Butler has written for The Skinny, LUX Scotland, Soft Eis and recently had his short story pamphlet Free Radicals published by Lunchtime Gallery. A collection of poems, For Barry, will be published this summer as part of DreamsTimeFree, a new publication produced by Thamesmead Arts and Culture Office (TACO). He is also the co-founder of artist project Tendency Towards, which produces exhibitions, events, and collective research.

Rachel Harris-Huffman is a multidisciplinary artist, writer, and arts administrator from Albuquerque, New Mexico, United States. Her educational background is in fine art and geography.

Rachel has worked with many arts organisations as an educator, curator, and executive board officer. Prior to coming to Glasgow, she was the Education and Outreach Coordinator for the City of Albuquerque Public Art Urban Enhancement Program where she worked with artists, schools, museums, and community groups to promote appreciation of and engagement with the arts.
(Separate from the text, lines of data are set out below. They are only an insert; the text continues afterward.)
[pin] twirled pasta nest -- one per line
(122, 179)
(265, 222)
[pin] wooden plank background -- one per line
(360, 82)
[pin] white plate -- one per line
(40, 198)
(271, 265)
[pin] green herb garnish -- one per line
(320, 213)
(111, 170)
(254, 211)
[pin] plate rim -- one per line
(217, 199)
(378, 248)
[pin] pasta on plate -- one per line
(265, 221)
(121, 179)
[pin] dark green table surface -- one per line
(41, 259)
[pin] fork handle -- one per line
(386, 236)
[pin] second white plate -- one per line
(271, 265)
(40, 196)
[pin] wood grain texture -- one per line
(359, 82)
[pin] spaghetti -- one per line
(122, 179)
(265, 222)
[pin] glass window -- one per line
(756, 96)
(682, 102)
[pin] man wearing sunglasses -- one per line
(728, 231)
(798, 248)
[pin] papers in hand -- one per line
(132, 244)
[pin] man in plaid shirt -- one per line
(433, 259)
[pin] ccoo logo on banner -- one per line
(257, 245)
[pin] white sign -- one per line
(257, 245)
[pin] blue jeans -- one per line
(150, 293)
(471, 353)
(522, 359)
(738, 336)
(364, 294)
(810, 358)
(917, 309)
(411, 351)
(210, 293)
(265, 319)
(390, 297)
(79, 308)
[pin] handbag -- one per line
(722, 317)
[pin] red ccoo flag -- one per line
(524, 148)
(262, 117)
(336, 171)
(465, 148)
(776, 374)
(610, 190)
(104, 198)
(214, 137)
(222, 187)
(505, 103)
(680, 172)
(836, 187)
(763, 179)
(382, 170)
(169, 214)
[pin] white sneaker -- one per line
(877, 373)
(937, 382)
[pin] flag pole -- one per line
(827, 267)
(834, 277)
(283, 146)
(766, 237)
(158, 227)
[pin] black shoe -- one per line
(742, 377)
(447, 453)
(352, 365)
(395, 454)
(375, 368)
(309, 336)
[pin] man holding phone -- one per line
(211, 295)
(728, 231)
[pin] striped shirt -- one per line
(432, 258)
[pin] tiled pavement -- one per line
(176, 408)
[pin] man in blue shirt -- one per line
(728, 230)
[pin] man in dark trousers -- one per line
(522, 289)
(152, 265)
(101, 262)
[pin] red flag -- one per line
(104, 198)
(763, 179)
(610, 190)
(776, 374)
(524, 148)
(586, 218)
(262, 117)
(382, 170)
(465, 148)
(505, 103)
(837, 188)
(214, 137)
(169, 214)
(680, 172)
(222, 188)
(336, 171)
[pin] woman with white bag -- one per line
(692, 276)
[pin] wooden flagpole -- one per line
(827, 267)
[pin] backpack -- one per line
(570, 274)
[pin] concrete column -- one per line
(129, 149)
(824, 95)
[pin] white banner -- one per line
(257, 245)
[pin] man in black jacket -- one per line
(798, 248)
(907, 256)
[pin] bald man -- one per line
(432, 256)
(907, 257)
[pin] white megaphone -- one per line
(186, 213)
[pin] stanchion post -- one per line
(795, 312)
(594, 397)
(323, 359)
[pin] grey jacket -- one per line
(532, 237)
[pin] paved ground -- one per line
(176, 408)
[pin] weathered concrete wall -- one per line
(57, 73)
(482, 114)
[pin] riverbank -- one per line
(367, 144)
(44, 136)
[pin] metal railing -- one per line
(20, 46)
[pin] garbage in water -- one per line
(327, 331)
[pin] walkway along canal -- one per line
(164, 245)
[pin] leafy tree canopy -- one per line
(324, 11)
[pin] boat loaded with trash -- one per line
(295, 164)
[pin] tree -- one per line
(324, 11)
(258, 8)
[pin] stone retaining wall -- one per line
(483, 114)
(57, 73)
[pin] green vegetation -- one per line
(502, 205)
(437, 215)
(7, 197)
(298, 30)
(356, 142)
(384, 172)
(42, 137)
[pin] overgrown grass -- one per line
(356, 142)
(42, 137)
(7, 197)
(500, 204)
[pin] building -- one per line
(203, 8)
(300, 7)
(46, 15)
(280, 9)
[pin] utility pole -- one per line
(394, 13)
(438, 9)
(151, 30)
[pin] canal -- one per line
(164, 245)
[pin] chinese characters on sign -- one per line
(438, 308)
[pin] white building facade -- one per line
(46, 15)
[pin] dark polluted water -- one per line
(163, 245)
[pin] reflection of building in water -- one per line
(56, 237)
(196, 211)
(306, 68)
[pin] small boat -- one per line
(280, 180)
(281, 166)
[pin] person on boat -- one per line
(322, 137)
Rachel's research interests include material culture, cultural patrimony, and the applications and imperatives of postcolonialism in art institutional contexts. She is currently working on three major projects: a nonfiction novel about the repatriation of human remains stolen from the Teotihuacan archaeological site in Mexico; a biographical memoir reflecting on the life and work of Scottish artist and archaeologist Annie Pirie Quibell; and a hybrid digital mapping project documenting payphone boxes around Glasgow.
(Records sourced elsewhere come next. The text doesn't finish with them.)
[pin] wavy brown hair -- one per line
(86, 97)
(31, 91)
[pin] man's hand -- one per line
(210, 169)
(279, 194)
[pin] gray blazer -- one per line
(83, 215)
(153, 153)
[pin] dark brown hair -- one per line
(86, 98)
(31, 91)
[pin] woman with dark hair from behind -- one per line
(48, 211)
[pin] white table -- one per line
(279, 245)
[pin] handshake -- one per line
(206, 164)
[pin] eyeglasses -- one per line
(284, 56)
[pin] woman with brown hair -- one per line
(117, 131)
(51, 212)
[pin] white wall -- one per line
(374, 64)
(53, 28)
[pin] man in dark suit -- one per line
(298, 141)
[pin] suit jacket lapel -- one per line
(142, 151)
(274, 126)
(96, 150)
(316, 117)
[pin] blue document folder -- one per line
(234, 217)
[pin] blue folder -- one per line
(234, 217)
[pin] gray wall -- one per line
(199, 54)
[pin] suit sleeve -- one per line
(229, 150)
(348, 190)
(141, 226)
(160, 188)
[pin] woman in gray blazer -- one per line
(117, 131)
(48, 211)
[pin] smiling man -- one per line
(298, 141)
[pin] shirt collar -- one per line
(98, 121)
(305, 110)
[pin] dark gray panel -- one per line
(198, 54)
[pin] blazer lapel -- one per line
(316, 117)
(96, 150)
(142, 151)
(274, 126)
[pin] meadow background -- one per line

Enxhi Mandija is a writer and artist and completed her undergraduate in English and History of Art at the University of Aberdeen in 2020. She was Arts Editor at The Gaudie student newspaper, and has worked as Media Assistant for the National Theatre of Scotland and the WORD Centre for Creative Writing at the University of Aberdeen. Here, she was actively involved in developing and organising the student-led, cross-artform WayWORD Festival in September 2020. She is one of the founding members of online creative platform Leopard Arts and the winner of the 2020 Literary Lights Prize, held by the Grassic Gibbon Centre and the University of Aberdeen.
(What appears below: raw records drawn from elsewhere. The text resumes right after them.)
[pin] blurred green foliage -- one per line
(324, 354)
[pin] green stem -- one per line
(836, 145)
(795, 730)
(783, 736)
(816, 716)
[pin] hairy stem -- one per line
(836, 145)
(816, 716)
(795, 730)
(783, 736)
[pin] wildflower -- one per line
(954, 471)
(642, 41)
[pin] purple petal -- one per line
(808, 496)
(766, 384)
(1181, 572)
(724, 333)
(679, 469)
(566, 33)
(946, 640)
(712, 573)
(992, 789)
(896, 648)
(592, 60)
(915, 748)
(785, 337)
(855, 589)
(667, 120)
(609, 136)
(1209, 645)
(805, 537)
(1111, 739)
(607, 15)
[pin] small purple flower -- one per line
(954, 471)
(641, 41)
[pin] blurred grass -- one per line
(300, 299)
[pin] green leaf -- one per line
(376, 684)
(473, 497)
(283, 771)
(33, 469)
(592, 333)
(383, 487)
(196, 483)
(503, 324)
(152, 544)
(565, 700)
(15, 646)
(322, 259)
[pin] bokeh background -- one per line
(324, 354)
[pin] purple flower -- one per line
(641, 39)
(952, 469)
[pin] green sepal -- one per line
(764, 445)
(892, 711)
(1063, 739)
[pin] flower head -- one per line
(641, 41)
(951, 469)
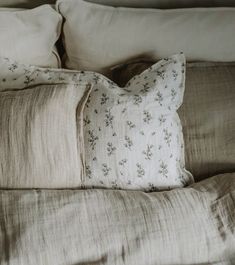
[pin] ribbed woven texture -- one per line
(194, 225)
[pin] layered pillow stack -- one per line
(79, 129)
(129, 138)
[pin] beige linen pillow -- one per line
(40, 129)
(29, 36)
(207, 114)
(97, 37)
(189, 226)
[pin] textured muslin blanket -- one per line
(194, 225)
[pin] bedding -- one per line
(207, 114)
(132, 135)
(97, 37)
(29, 36)
(130, 3)
(40, 128)
(194, 225)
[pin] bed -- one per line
(80, 180)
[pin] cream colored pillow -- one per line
(29, 36)
(97, 37)
(133, 135)
(40, 129)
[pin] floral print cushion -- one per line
(133, 135)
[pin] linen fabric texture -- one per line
(194, 225)
(132, 135)
(29, 36)
(40, 127)
(97, 37)
(130, 3)
(207, 114)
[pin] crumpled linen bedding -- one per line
(194, 225)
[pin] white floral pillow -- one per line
(133, 135)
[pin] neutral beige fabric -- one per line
(194, 225)
(131, 3)
(97, 37)
(29, 36)
(40, 127)
(207, 114)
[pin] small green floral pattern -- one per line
(132, 135)
(140, 141)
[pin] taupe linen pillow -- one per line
(40, 129)
(97, 37)
(207, 114)
(29, 36)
She has contributed to Soft Shell, The Elphinstone Review, and her writing and illustration work has appeared on Dog Door Cultural, The Gaudie, and is forthcoming in an anthology by Sincere Corkscrew micropress. Her interdisciplinary practice explores migration, art, memory and the meeting points between languages and the visual.

Jen Martin is an artist and writer from Wester Ross, now based in Glasgow. Jen works collaboratively in film and sound, has exhibited work at the Centre for Contemporary Art Glasgow in 2019 and freelances as an editor, colourist and technician.

Siuán Ní Dhochartaigh is an artist and writer based in Glasgow. She has a cross-disciplinary practice that examines creative work and its implications on the self. Siuán studied Fine Art and Visual Culture in NCAD and her work has been published in CIRCA Art Magazine and displayed at Royal Hibernian Academy, Dublin.

Ben Redhead is a writer and artist originally from Leeds, now living and studying in Glasgow, and making creative-critical work which deals with themes such as non-anthropocentric language. Two collaborative poems written with Lucie McLaughlin are forthcoming with Death of Workers Press, Glasgow, in Periodicals, Summer 2021, and three sound-pieces from their 'Scratch Poems' series are currently being hosted by Clouds and Tracks.

Megan Rudden is an artist and writer from Edinburgh, currently based in Glasgow. Through an interdisciplinary practice that moves across performance, object making, text and drawing, her work attempts to create non-linear, transhistorical narratives which consider the body as central to understanding our environment. With a background in sculpture, Megan is interested in how written words can evoke physical sensation and materiality. Her writing has been widely distributed and she has performed and exhibited at various locations across the UK, including Edinburgh, Glasgow, Manchester and at the back of a car park in Dundee.